7月3日から紙幣が20年ぶりに刷新される。千円札の「新たな顔」となるのは、北里柴三郎だ。名前は知っているけれど、実はどんな人かよく知らない。
そんな人のために北里柴三郎の足跡を改めて解説する。
【近代日本医学の父】北里柴三郎(1853~1931)の軌跡
●ドイツで最先端医学を学ぶ
18才で医学の道を志す。
32才でドイツに渡り、ベルリン大学衛生研究所所長のローベルト・コッホ氏に師事。
●破傷風菌の純粋培養に成功
この功績により、世界的に名が知られる存在に。
さらに、破傷風菌の抗毒素を発見し、血清療法を確立した。
●日本医学の発展に尽力
帰国後、福澤諭吉の援助を受け、私立伝染病研究所を創設。
その後も北里研究所や慶應大学医学部を創設した。
彼が指導した優秀な弟子たち
●野口英世
福島県出身。アフリカで黄熱病を研究中に罹患し51才で急逝。
2004年に千円札の肖像になった。
野口英世(写真/AFLO)
●北島多一
石川県出身。
北里研究所の第2代所長、慶應義塾大学医学部長を務めた。蛇、ハブの抗毒血清の製造に成功。
北島多一(写真/AFLO)
伝染病研究所の門下生で、赤痢菌や、最初の化学療法剤とされるトリパンロートを発見。
志賀潔(写真/AFLO)
北里柴三郎(写真/AFLO)
北里柴三郎ゆかりの地を歩く
●北里柴三郎記念館(熊本・阿蘇郡)
博士の偉業をたたえ1987年に開館。博士から子供たちのために寄贈された図書館「北里文庫」、生家の一部、貴賓館が保存されている。
【住所】熊本県阿蘇郡小国町北里3199
【営業時間】9:30~16:30
【定休日】年末年始
【料金】入場料600円(大学生~)
●北里研究所(東京・港区)
1914年に創立。狂犬病やインフルエンザ、赤痢などの血清開発に励む。戦禍を乗り越えなお伝染病の研究にいそしみ、生命科学の総合大学「北里大学」の発祥となる。
キャンパス内には記念博物館もある。
【住所】東京都港区白金5-9-1(東京メトロ「白金台」駅よりすぐ)
●北里柴三郎の墓(東京・港区)
78年の人生を医学の発展に費やし、予防医学の礎を築いた偉大な細菌学者はいま、青山霊園で静かに眠る。

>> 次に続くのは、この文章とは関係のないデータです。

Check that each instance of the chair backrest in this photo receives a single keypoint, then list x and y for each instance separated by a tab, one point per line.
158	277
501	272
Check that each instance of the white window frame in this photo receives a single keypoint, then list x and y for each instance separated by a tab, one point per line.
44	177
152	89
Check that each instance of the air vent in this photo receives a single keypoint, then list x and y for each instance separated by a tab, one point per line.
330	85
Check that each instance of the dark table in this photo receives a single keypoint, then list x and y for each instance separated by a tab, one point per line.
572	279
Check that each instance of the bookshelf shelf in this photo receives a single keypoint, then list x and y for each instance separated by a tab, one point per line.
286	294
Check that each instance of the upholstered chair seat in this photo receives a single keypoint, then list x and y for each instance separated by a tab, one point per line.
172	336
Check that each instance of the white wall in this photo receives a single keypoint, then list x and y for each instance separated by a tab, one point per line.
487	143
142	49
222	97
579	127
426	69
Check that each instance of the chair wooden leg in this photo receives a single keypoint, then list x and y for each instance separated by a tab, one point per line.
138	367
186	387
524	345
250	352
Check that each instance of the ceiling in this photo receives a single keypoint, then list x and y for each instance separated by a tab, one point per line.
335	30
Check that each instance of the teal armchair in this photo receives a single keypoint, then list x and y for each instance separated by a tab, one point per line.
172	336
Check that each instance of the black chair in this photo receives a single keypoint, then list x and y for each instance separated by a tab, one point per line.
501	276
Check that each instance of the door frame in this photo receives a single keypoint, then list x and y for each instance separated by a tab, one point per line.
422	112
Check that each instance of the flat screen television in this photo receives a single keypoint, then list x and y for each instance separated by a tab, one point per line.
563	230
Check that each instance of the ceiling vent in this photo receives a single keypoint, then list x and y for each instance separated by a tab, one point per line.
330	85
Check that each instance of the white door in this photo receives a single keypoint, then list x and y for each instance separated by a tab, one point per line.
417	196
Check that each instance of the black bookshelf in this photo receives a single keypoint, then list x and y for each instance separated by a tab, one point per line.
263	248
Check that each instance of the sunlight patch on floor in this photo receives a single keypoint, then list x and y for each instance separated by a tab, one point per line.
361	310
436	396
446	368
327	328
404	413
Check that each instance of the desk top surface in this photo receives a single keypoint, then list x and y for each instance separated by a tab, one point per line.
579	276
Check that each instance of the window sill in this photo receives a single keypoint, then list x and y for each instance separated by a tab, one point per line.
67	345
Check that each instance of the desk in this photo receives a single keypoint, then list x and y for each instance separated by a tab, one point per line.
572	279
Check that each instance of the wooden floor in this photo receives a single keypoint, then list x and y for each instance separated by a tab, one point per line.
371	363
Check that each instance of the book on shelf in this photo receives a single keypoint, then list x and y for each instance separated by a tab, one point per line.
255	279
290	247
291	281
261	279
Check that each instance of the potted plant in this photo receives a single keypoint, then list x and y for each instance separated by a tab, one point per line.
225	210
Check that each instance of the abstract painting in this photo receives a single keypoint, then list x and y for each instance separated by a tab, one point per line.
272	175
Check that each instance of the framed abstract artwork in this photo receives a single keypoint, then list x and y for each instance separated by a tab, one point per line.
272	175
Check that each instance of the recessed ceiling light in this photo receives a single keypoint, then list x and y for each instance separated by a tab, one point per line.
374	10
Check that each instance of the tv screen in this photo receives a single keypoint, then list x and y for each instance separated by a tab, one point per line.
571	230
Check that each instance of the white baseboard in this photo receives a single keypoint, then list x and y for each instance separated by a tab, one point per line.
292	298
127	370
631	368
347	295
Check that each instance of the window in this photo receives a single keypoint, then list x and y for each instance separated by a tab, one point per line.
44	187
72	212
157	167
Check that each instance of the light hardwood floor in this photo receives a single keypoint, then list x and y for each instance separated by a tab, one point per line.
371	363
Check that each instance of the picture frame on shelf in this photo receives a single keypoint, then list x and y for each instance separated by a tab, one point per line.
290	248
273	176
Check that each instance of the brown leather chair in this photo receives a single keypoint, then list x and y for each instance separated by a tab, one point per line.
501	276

【住所】東京都港区南青山2-32-2(東京メトロ「外苑前」駅より徒歩7分)
●顕彰碑(静岡・伊東市)
今年建立。早くも伊東の名所に。柴三郎は晩年、静岡県伊東市内に別荘を構え、私財を投じて子供たちの通学用の橋を整備するなど地域に貢献。
その功績をたたえたモニュメントは、伊東市在住の彫刻家・重岡建治氏が手掛けた。